Birchwood Forest Park 

Birchwood Forest Park was quiet of people and busy with birds. Blackbirds scuttled about the verges, magpies and woodpigeons seemed to be everywhere and there were some fair-sized mixed tit flocks about. I was alerted to their passing by the calls of great tits but none of the birds, even the coal tits, were particularly shy. I was trying to get photos of the second, larger, flock and was being defeated by their being so busy and the leaf cover so dense when they all went quiet and hid. Overhead, at treetop height, two magpies escorted a sparrowhawk off their patch. The tit flock re-emerged and was joined by a handful of chaffinches which set about the cones at the top of an alder.

When I got back to the station the sun came out so I decided to get off at Irlam and go for a walk on Irlam Moss. If weather and mood allowed I could carry on onto Chat Moss but I was dubious of both.

Irlam Moss 

It was cool but sunny as I walked down Astley Road and there was a definite edge to the wind. A chiffchaff sang in the church garden as I passed by. The Zinnia Close spadgers muttered in the hedgerows and robins and woodpigeons sang in the trees. The fields of turf were empty, or so I thought until a cock pheasant walked into plain view then disappeared into a clump of cow parsley at the field edge. A cock sparrowhawk soared overhead and drifted over into town. His departure was the cue for a flock of goldfinches to fly up twittering into the trees.

Astley Road 

The wind got up and I was showered by conkers. It was blowing for rain and I could smell rain in the air so I had an idea it might rain. Which it did do when I got to the Jack Russell's gate. It was a sudden downpour which stopped as abruptly as it started. The male kestrel on his usual perch on the telephone wires above the field looked browned off with the weather, too.

The weather brightened considerably as the rain clouds scudded over towards Urmston. There was a passage of swallows, all of them heading West. A scan over the rough pasture between Prospect Grange and the motorway didn't even find me any woodpigeons. There were plenty of starlings on the communications tower by the motorway bridge, though, and a handful of house martins flew West over the road here.

Roscoe Road 

I decided not to cross over and walk over Chat Moss. The knees were creaking and I had a feeling I might be pushing my luck. I turned and headed down Roscoe Road. There were woodpigeons and carrion crows aplenty on the fields beyond the turf fields but literally nothing on the turf itself. A few black-headed gulls flew over, accompanied by a handful of very vocal jackdaws.
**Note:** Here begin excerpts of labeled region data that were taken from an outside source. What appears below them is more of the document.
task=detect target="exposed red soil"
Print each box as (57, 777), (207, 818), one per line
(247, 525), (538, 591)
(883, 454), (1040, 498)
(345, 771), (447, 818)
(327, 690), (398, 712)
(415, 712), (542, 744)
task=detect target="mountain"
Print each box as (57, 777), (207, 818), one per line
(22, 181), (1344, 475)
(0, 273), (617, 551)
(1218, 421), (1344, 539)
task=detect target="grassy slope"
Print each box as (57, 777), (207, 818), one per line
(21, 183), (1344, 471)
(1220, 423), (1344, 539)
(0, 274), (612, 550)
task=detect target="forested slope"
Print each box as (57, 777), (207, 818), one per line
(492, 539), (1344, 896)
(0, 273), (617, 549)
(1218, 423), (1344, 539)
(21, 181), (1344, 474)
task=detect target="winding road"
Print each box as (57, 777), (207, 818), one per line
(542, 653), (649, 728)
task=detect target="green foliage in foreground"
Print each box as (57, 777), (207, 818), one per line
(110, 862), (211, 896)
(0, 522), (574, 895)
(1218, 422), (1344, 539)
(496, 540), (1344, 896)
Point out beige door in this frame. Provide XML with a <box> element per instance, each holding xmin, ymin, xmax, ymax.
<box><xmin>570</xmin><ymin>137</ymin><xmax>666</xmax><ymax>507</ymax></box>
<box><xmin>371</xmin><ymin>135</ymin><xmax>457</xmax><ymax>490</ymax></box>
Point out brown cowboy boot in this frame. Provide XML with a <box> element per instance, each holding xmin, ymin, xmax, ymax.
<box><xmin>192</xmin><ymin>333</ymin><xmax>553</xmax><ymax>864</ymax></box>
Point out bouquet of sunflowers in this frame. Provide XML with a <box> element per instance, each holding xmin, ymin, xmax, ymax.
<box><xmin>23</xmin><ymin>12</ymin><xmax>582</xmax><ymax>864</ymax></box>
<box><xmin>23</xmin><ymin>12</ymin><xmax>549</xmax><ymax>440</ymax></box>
I wondered why everything was flying West. The fields between Roscoe Road and Astley Road were a little better, robins and dunnocks in the rough pasture at the junction, chiffchaffs and great tits in the trees, and magpies rummaging about in the field stripped of turf, but again the fields covered in turf were barren.

I can forgive myself not spotting this grey partridge first time

I scanned all the field margins for any grey partridges and found none. I was disappointed but not surprised, there was plenty of cover for them. I'd almost reached the housing estate when I stopped to try and work out what a crowd of carrion crows and jackdaws were doing in the far corner of a field of barley stubble. It turned out they were having a bath, though they spent more time striking poses and bickering than bathing. The light was interesting so I got my camera out to take some landscape photos and in doing so I noticed a dark lump in the field about ten yards in front of me. The grey partridge looked up, looked at me and put its head down and pretended to be a rock.

Irlam Moss from Roscoe Road 

A few more swallows shot past as I reached the housing estate. I walked down to Liverpool Road and got the 100 back to the Trafford Centre and made an easy connection with the 25 for once. I'd just brewed a cup of tea when the thunderstorm started.